Nothing scares Richard Linklater more than universal adulation. The maverick director has a theory that if everybody loves something—we’re thinking McDonald’s, Green Day, John Grisham—you’re better off avoiding it. “If everyone likes a movie,” he says, “there’s usually something kind of lame about it.” So when Boyhood, the $4 million cinematic experiment that had occupied 12 years of his life, debuted to rave reviews at the Sundance Film Festival almost exactly a year ago, it sort of wigged him out. But as he considered the positive responses—and talked to audience members—he noticed something strange. Lots of people liked it, but rarely for the same reasons. “Everyone was having a similar experience but a very different one based on his or her own life,” he says. “ ‘Oh, I had an a- -hole stepfather.’ ‘Oh, I have an older sibling.’ ‘Oh, my parents are divorced.’ People were glomming on to such different things while moving through the movie that it made me feel better. It was so personal to everyone.”

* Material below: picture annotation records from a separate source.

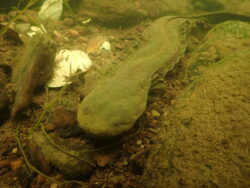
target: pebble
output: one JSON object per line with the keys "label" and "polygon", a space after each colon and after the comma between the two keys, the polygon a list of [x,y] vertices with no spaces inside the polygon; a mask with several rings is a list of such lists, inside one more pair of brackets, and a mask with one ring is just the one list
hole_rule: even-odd
{"label": "pebble", "polygon": [[77,40],[78,40],[78,42],[83,42],[83,43],[87,43],[88,42],[88,39],[86,37],[82,37],[82,36],[78,37]]}
{"label": "pebble", "polygon": [[8,13],[8,15],[9,15],[9,17],[14,18],[14,17],[16,17],[16,15],[17,15],[17,11],[16,11],[16,10],[12,10],[12,11],[10,11],[10,12]]}
{"label": "pebble", "polygon": [[142,141],[141,141],[141,140],[137,140],[136,144],[137,144],[137,145],[141,145],[141,144],[142,144]]}
{"label": "pebble", "polygon": [[73,37],[73,38],[78,38],[79,37],[79,32],[78,31],[76,31],[76,30],[74,30],[74,29],[69,29],[68,30],[68,33],[69,33],[69,35],[71,36],[71,37]]}
{"label": "pebble", "polygon": [[111,159],[110,155],[99,154],[96,156],[96,162],[99,167],[107,166],[110,162],[110,159]]}
{"label": "pebble", "polygon": [[53,124],[55,127],[77,125],[76,113],[63,107],[58,107],[53,112]]}
{"label": "pebble", "polygon": [[16,172],[17,169],[21,166],[22,161],[20,159],[17,159],[15,161],[10,162],[10,168],[13,172]]}
{"label": "pebble", "polygon": [[17,148],[13,148],[11,153],[17,153],[18,149]]}
{"label": "pebble", "polygon": [[36,182],[36,183],[37,183],[38,185],[42,185],[42,184],[44,184],[45,180],[46,180],[45,177],[39,174],[39,175],[37,176],[37,182]]}
{"label": "pebble", "polygon": [[20,32],[25,32],[30,29],[30,24],[29,23],[21,23],[16,25],[16,29]]}
{"label": "pebble", "polygon": [[96,53],[105,41],[106,38],[102,36],[96,36],[90,39],[88,42],[87,53]]}
{"label": "pebble", "polygon": [[152,110],[151,114],[153,117],[161,117],[161,114],[157,110]]}
{"label": "pebble", "polygon": [[127,160],[123,161],[123,165],[128,166],[128,161]]}
{"label": "pebble", "polygon": [[10,162],[8,160],[1,160],[0,161],[0,169],[8,166]]}
{"label": "pebble", "polygon": [[64,18],[63,24],[65,26],[71,27],[74,25],[74,20],[72,18]]}
{"label": "pebble", "polygon": [[87,27],[82,27],[82,26],[75,26],[74,29],[78,31],[81,35],[89,35],[91,34],[91,31]]}
{"label": "pebble", "polygon": [[56,126],[53,123],[48,123],[44,126],[44,129],[46,132],[52,132],[56,129]]}

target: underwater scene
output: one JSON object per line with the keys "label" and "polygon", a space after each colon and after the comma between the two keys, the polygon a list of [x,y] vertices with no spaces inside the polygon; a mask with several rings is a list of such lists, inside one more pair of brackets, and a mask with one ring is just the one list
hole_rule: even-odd
{"label": "underwater scene", "polygon": [[250,187],[250,0],[0,0],[0,188]]}

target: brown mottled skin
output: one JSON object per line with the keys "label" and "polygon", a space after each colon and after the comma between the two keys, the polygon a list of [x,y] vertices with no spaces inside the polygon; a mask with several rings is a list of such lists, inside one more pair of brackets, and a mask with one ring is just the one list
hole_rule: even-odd
{"label": "brown mottled skin", "polygon": [[20,110],[27,108],[37,86],[46,84],[54,67],[55,43],[48,36],[34,36],[21,50],[21,58],[14,68],[12,82],[16,91],[11,110],[14,119]]}

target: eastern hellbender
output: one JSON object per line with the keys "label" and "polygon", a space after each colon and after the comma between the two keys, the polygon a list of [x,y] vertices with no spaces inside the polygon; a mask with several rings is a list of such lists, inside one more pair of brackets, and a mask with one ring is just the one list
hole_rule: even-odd
{"label": "eastern hellbender", "polygon": [[250,21],[249,16],[230,13],[167,16],[156,20],[144,32],[144,46],[111,77],[99,82],[81,102],[77,120],[83,131],[105,138],[131,129],[146,108],[152,75],[161,67],[171,70],[184,56],[187,46],[184,24],[190,19],[208,24],[227,20]]}

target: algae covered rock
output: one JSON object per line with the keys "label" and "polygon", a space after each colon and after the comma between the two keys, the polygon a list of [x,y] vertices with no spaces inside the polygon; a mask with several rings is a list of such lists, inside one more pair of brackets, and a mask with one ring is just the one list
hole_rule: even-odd
{"label": "algae covered rock", "polygon": [[250,186],[248,33],[248,23],[219,24],[185,62],[194,76],[160,131],[144,187]]}
{"label": "algae covered rock", "polygon": [[185,51],[181,27],[185,19],[157,20],[145,31],[147,42],[114,75],[105,78],[81,102],[77,120],[86,133],[114,137],[128,130],[144,112],[151,76],[171,69]]}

Now this little Rorschach test of a film, which tracks the progression of one boy’s childhood from first grade through his first day of college, has grown up itself. Released far from the autumn Oscar-movie months, on July 11—and now available on DVD and download—this summer indie sleeper has grossed more than $43 million worldwide and has matured into a confident young Oscar contender.
By any measure, that never should have happened. Boyhood eschews all the rules of filmmaking and ignores almost every Hollywood convention: It doesn’t feature megawatt stars, it rips apart the traditional three-act structure, and its most dramatic moments (hints of domestic violence, shoving in a school bathroom) would be mere footnotes in any other film. That sheer rebelliousness has secured Boyhood a spot in the Best Picture race—a level of recognition galaxies beyond what anyone involved with the film could have hoped for.
But that’s not the end of the story, because this movie, a movie that no major studio executive in her right mind would have greenlit, a movie unlike any ever made, has now become this season’s quiet frontrunner.